ENQUETE - Il aurait tenté d'enlever un enfant en 2006, dans la Vienne. La police remonte sa longue errance à la recherche d’autres actes criminels...
La traque commence à porter ses fruits. Le parquet de Bourg-en-Bresse vient d’être saisi d'une enquête pour tentative d'enlèvement d'enfant en 2006, dans la Vienne. Et elle vise Stéphane Moitoiret, le principal suspect dans le meurtre du petit Valentin, l’enfant tué à couteau à Lagneu au mois d’août.
Il aurait tenté d'enlever en août 2006, dans un village de la Vienne, un garçon de 5 ans, également prénommé Valentin, aux abords d'une salle où s'était déroulé un mariage la veille.
L'enfant était un «élu»
Une femme, qui surveillait les enfants présents à la noce, avait aperçu Moitoiret emmenant le petit. Le marginal aurait affirmé que l'enfant était un «élu». Quelques jours plus tard, Moitoiret serait même revenu en compagnie de Noëlla Hégo proposer de l'argent en échange de l'enfant.
Cette femme a reconnu le couple de marginaux grâce aux portrait-robots diffusés dans la presse, et leur présence dans la région à cette époque est attestée par des élus locaux qui avaient relevé leurs noms.
Cold cases
C’est le premier rapprochement entre l'assassinat de Valentin et d'autres crimes. Mais l'errance du couple de marginaux intrigue énormément les enquêteurs. La police judiciaire a ressorti des archives ses
cold cases, les affaires non élucidées.
Douze officiers du service technique de recherches judiciaires et de documentation (STRJD) de la gendarmerie tentent de retracer sur une ligne de temps et une carte le parcours de ce couple d’itinérants sillonnant les routes départementales.
165 contrôles d’identité
Grâce notamment à 165 contrôles d’identité conservés par les gendarmes, ils ont retracé ce parcours jusqu’en 2003. Moitoiret et Hégo ont été repérés dans 42 départements. Avant 2003, cette traque est plus complexe. Les souvenirs de ceux qui ont croisé s’étiolent, il n’y a pas de carte bancaire et de mobile pour retracer le parcours.

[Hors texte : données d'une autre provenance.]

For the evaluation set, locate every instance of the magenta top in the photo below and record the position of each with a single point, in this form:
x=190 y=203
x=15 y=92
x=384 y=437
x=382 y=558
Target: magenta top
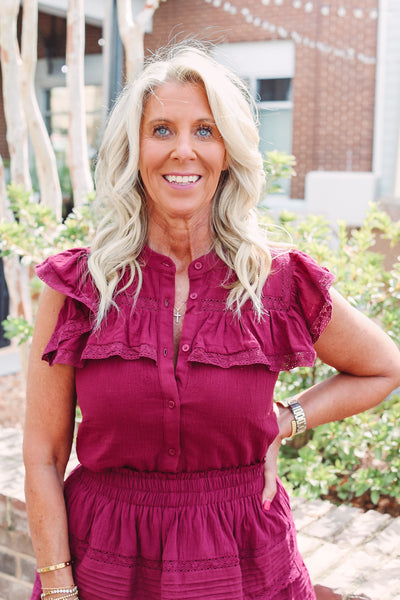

Après, il s’agit de recouper ce parcours avec les crimes correspondant au modus operandi de Motoiret dans le cas du petit Valentin.
«Vu l’âge du couple et le temps passé sur la route, nous avons sorti sur quinze ans tous les homicides et agressions commis par un auteur inconnu à l’arme blanche, avec un objet contondant ou à mains nues»,
expliquait récemment à Libération le colonel Francis Hubert, patron du STRJD. Soit 7 460 cas et un travail de fourmi…
Trois dossiers suivis attentivement
Pour l’instant, trois dossiers ont retenu l’attention des enquêteurs. Le meurtre du prêtre Guéguen, roué de coups «causés par un objet contondant» dans sa cure, en 1997, à Pont-Saint-Maxence (Oise). C’est là que Stéphane Moitoiret a grandi et sa mère habite encore le village.
Ils explorent aussi deux homicides non élucidés dans le Rhône: Marine, 20 ans, poignardée chez elle à Chazay-d’Azergues, en 2005. Et le travesti Jessica, tué par de multiples coups de couteau en 1995, à Rillieux-la-Pape.